Laurent said:
Hi,
I just would like to see on win me if the disk need to be defraged.
Any tools for that ? Beside of booting to dos, and to launch
scandisk, which is exactly what i need, but on windows...
I have NU 2001 but don't want to install several Mo of
stuff i don't need.
thanks,
laurent
Hi, Laurent.
The simple approach is that if you think that your disk is fragmented,
it usually is. Fragmentation builds up rather quickly.
After trying various trick defrag utilities, I decided to just do the
defragmentation using the plain defragmenter that comes free with
Windows ME itself! Look for it: it's there.
It is quite good, it's reliable, and above all else, it is safe. As far
as I know, this is essentially the program that Peter Norton wrote a
long while ago. My only complaint about it is that it doesn't display
its progress as well as it used to when it was Norton's own -- as I
recall, Peter Norton sold his enterprise to Symantec, who then licensed
Norton's defrag to Microsoft.
I am still using the former (pre-acquisition!!!) version of System Suite
for overall system maintenance (and I'm not saying that the "acquired"
version is any better). Its defragmenter is supposed to run really fast;
the instructions tell you to be sure to run Scandisk before using the
defrag routine. Well, let's see: why would they say that?

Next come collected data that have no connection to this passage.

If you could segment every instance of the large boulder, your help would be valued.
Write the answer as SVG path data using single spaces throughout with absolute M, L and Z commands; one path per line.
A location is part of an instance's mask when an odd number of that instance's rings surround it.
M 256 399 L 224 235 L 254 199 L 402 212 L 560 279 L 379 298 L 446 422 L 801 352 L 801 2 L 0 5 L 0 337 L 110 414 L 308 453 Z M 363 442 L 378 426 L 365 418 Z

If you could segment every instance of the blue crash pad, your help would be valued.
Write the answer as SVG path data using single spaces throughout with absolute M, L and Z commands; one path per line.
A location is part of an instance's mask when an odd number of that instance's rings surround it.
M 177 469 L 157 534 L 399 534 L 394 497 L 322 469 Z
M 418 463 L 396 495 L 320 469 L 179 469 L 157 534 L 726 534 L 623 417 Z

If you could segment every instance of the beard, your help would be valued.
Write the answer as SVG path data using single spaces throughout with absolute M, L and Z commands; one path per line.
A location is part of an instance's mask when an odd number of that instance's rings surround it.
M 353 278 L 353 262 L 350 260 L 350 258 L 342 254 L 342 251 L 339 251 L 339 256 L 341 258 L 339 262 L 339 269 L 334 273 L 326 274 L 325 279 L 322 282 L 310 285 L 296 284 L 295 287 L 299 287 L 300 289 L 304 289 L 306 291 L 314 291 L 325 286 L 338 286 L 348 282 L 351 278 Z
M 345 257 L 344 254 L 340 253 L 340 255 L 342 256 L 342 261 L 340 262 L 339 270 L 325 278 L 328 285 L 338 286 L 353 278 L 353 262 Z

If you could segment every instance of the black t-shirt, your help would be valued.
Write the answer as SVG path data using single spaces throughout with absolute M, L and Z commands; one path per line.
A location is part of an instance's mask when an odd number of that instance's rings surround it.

Because the
way that they obtain the lightning speed is to elminate the safeties!!!
One way to utterly trash your hard disk contents is to have a power
hiccup while defragmenting it -- that is, if one vital step is
eliminated. That step is to write data to an unused disk area before
deleting the original data locations; the final step being to rewrite
the data to a more efficient location. After giving this some thought, I
went back to the trusty Microsoft routine.